View from the Cab: A season to remember
There is nothing better than that feeling of having all of the crops in the ground.
Alright, maybe high yields with high prices have a feeling that’s hard to beat but getting through another planting season isn’t so bad either. While this season was not quite as bad as 2019, it did have its share of challenges since everything began back in early April.
We started off fairly dry but the cold temperatures didn’t go away. Many growers planted corn and soybeans into cold soil and those seeds sat in the ground for several weeks before emerging. We learned about the power of seed treatments this year especially on soybeans.
I know last year was extremely late as we were putting corn in the ground in June but this year’s planting season seemed to go on forever because of all the rain delays. It seemed there would be three or four days of good weather followed by a week or more of wet conditions. I’m just glad our early planted soybeans survived and look okay now and that the April planted corn eventually came out of the ground.

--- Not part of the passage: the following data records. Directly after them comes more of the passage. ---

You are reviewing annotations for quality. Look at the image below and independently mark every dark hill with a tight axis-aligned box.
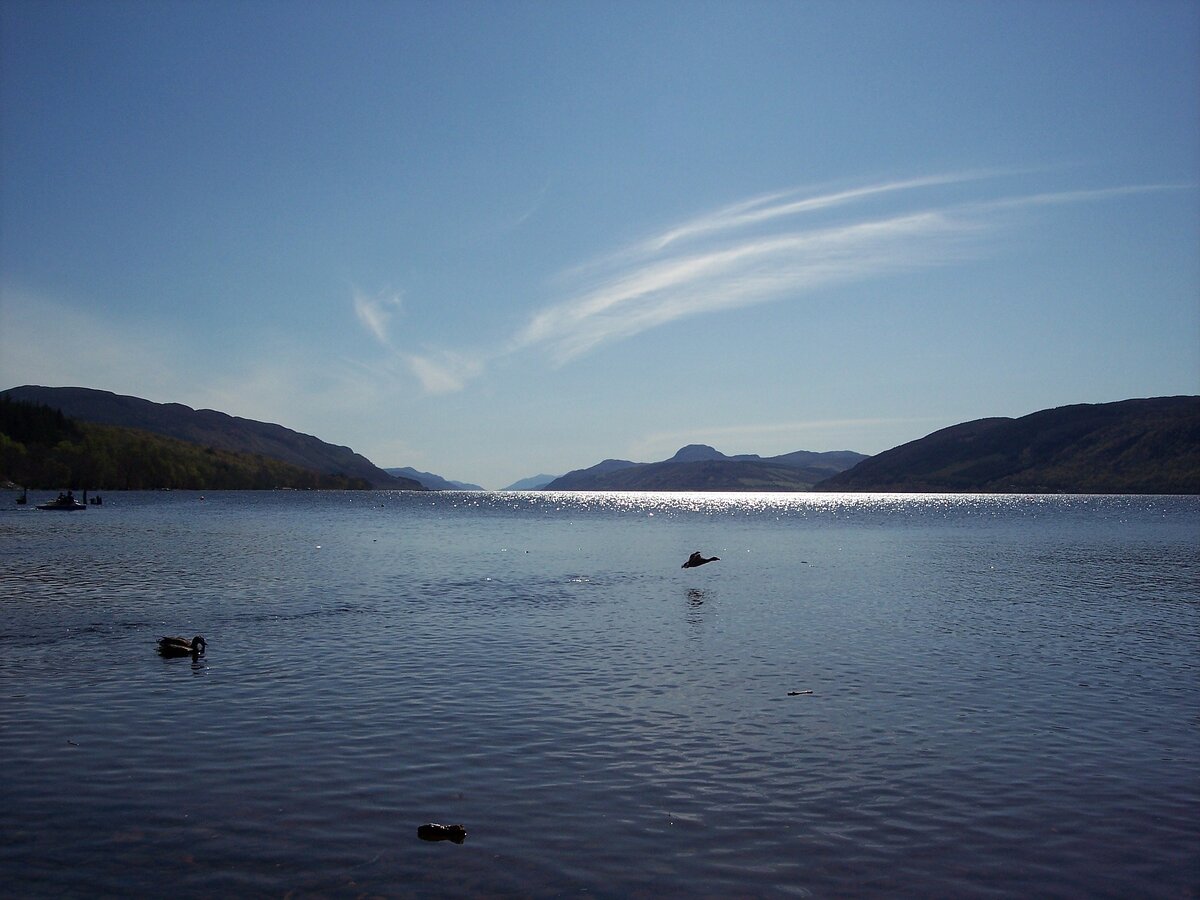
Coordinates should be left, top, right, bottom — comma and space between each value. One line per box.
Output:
384, 466, 484, 491
817, 397, 1200, 493
4, 385, 425, 491
545, 444, 866, 491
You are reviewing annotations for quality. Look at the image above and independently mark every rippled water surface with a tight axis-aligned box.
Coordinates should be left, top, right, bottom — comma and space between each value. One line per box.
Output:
0, 492, 1200, 898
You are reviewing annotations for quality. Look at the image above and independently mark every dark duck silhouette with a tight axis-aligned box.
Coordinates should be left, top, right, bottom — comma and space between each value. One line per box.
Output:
679, 550, 720, 569
158, 635, 209, 656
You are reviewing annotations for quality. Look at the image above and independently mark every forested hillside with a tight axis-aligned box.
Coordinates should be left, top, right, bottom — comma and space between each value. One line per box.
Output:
0, 397, 371, 491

This planting season is one we will remember for a long time as it was during the pandemic. When things felt unreal in the world around us, a return to farming with the nicer weather brought a sense of reassurance. It was a great feeling to get out of the house during the shutdown and enjoy the open field. As an added bonus, Rebecca and the kids were able to ride in the cab several times during April and May.
I have a new appreciation for the farmers of yesterday after replanting corn with our little two-row planter. It was fun for a while, but became more of a chore once I tried to cover more acres with that small tractor and planter. My nose is still red from the sunburn I received and don’t even ask about my farmer’s tan! Let’s just say I have a head start for summer.
Activity in farm country has shifted from putting seed in the ground to taking care of the crops by spraying, cultivating and side-dressing nitrogen. The wheat harvest will begin before we know it then we will see all of those airplanes buzzing the skies applying fungicide to corn and soybean fields.
Our fingers are crossed for timely rains and adequate growing conditions this summer.